The Chinese Year of the Horse has recently begun, and the next time this could happen would be in twelve years. So, many who were born in a Year of the Horse (at least 12 years ago) are very excited about 2014. To learn more about the Chinese Zodiac, you can Travel China Guide or Google(v.) it.
Horses are considered by some Chinese as “energetic, bright, warm-hearted, intelligent and able.” I borrowed those adjectives from Travel China Guide because of all the ways I’ve heard horses described tonight, I like these the most, particularly the latter two: intelligent and able. “Able” in my mind connotes humility to accompany one’s abilities. Perhaps, though, Americans primarily see horses as wild and free-spirited. All good things.
Tonight, at Memphis’ Chinese New Year celebration hosted by the Greater Memphis United Chinese Association, the opening speaker said this is a year many people will make big decisions and changes for their lives. Whatever you believe about the Chinese Zodiac and the Year of the Horse, I hope you have an amazing year with lots of joyful surprises.
While I was at the show tonight (which was awesome–it really was one of the most well-ran and entertaining New Year shows I’ve ever seen!), I was thinking about the meaning of the year and the fact that my awesome wife “is a horse.” All of a sudden, I remembered a song I used to love to listen to and play along with back in the days that I was really “into” songwriting.
I love a well written song. One of my favorites is by Ray LaMontagne: “All the Wild Horses.” It’s a tune to listen to with eyes closed, meditating on the lyrics. I found a nice video put together and shared by Sandy Elmore, the woman behind the blog, Wild in the Pryors. She captured some beautiful images of the wild horses up on Pryor Pountain in Montana. The video looks great, and I’m glad it includes Ray’s song.
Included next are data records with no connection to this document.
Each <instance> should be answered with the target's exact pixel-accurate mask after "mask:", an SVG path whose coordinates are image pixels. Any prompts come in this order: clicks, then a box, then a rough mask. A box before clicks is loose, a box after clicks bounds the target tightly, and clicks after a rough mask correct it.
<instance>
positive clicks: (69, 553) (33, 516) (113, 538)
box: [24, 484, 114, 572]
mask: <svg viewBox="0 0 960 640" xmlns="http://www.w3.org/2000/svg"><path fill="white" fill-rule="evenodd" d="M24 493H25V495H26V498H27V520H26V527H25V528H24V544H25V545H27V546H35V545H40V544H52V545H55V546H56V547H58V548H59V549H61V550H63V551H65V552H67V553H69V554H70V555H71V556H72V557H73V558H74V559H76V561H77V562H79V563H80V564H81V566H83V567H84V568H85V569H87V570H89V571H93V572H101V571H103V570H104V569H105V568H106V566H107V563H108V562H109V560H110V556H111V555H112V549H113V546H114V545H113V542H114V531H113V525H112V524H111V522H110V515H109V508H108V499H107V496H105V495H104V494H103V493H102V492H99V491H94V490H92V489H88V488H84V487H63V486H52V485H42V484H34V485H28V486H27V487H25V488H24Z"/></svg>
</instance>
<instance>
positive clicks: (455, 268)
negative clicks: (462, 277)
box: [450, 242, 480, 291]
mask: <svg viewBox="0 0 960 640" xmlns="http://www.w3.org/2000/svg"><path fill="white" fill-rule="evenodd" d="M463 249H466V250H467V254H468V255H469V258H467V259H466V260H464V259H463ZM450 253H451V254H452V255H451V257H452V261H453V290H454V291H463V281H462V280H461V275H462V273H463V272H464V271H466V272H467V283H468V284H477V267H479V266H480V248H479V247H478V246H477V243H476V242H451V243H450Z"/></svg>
The lyrics mostly go like this:
“All the wild horses–
all the wild horses, tethered with tears in their eyes–
May no man’s touch ever tame you.
May no man’s reigns ever chain you,
and may no man’s weight
every lay freight your soul.
And as for the clouds,
just let them roll.
Roll away, roll away.”
May your dark clouds roll away and our shared Year of the Horse 2014 be blessed with freedom in Christ.